According to the CDC, almost 34 million people in the United States have diabetes, with millions more undiagnosed. Another 88 million have prediabetes, and of these more than 84% do not know they have it.
Prediabetes is a health condition in which blood sugar levels are higher than normal, but not high enough to be diagnosed with type 2 diabetes, according to the CDC. Prediabetes puts a person at increased risk of developing type 2 diabetes, heart disease and stroke. Prediabetes is diagnosed with a blood test. The CDC recommends talking to your doctor about getting your blood sugar tested if you have risk factors for prediabetes:
- Being overweight
- Being 45 years old or older
- Having a parent or sibling with type 2 diabetes
- Are physically active less than three times a week
- Ever having diabetes during pregnancy or having a baby weighing more than 9 pounds
- Having polycystic ovary syndrome
Race and ethnicity are also a factor: African American, Hispanic/ Latino American, American Indian, Pacific Islander, and some Asian Americans are at greater risk.
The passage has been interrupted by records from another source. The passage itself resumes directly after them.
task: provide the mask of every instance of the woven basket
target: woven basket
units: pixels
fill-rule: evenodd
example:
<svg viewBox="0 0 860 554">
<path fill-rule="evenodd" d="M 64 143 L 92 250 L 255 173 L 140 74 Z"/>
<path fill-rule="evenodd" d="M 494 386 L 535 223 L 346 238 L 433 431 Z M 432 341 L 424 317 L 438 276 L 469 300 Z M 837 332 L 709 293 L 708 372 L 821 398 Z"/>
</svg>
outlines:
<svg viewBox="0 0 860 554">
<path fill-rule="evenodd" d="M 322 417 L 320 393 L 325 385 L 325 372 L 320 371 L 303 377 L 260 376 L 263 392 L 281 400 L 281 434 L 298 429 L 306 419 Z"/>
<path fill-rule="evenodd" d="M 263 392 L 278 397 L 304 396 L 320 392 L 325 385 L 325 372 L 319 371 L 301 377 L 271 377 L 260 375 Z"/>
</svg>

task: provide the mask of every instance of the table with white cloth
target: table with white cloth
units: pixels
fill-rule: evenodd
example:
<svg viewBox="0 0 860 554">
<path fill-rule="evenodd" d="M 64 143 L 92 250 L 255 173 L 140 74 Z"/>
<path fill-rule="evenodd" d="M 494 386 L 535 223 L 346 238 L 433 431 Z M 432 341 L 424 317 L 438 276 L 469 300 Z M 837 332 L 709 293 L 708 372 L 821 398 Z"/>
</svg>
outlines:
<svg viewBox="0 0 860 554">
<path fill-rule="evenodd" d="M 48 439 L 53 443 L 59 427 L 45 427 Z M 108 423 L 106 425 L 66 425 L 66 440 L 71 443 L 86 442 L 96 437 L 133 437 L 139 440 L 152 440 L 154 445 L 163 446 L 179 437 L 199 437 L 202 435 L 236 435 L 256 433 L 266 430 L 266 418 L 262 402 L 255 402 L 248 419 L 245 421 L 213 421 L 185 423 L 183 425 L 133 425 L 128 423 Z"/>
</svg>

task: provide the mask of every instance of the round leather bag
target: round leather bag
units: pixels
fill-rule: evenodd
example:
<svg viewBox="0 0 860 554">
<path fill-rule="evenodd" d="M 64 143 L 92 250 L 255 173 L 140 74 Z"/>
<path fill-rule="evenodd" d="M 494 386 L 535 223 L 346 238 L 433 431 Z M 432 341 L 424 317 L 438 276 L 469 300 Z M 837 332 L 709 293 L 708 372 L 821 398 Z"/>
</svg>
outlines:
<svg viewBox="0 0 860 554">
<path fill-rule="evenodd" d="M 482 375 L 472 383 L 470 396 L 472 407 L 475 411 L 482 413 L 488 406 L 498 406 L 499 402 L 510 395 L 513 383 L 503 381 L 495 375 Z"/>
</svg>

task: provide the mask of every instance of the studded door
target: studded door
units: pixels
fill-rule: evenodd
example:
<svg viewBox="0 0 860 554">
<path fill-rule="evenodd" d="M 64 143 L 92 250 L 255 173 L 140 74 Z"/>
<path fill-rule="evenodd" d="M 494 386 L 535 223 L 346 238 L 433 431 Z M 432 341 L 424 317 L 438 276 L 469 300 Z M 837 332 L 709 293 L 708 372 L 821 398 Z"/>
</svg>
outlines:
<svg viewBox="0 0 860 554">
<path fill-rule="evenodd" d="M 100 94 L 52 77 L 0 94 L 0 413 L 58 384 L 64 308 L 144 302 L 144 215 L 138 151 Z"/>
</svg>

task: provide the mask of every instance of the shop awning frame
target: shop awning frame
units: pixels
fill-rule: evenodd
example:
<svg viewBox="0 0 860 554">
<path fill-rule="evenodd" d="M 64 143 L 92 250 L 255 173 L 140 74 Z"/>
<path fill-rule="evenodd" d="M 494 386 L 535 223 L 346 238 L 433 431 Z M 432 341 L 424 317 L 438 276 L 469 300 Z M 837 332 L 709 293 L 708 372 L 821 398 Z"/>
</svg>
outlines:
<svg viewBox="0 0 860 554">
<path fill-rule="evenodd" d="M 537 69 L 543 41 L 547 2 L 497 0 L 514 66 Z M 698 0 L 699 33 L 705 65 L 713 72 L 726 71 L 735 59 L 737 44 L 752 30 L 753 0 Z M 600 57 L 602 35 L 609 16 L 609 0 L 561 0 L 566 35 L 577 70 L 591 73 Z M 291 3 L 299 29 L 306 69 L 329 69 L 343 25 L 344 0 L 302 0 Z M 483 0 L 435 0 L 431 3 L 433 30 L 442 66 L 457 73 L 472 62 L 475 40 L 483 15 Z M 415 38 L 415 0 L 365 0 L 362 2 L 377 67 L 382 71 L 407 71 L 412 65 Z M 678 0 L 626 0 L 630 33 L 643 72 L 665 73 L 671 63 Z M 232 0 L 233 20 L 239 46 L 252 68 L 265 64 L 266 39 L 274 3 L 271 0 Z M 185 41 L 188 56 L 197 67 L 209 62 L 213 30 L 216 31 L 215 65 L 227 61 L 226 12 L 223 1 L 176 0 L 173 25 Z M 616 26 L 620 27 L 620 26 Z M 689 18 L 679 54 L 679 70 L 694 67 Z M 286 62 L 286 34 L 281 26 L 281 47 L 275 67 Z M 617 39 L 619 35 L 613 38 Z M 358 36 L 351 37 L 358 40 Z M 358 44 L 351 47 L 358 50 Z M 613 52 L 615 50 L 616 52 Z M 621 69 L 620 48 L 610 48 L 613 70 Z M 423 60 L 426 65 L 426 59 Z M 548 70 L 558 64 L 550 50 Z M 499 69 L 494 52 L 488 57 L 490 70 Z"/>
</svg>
If you have prediabetes, losing a small amount of weight if you are overweight and getting regular physical activity can lower your risk of developing type 2 diabetes.
Diabetes Alert Day, sponsored by the American Diabetes Association, is promoted on and around the fourth Tuesday every March. This year, it is on March 23. It is a “wake-up call” asking the American public to take the Diabetes Risk Test to find out if they are at risk for developing Type 2 diabetes.
Because this condition is increasing by large numbers yearly, the Wisconsin Lions Foundation and local Lions and Lioness Clubs are promoting Diabetes Alert Day throughout Wisconsin. The Cottage Grove Lions Club is participating in this event.
The Cottage Grove Lions will be sponsoring an informational booth at the Piggly Wiggly in Cottage Grove on Tuesday, March 23 from 2 to 6 p.m. Information about your risk of developing diabetes, prediabetes, and preventing diabetes will be available. You can also take the diabetes risk test at www.diabetes.org/risk-test. If you find out you are at risk, discuss diabetes prevention with your health care provider.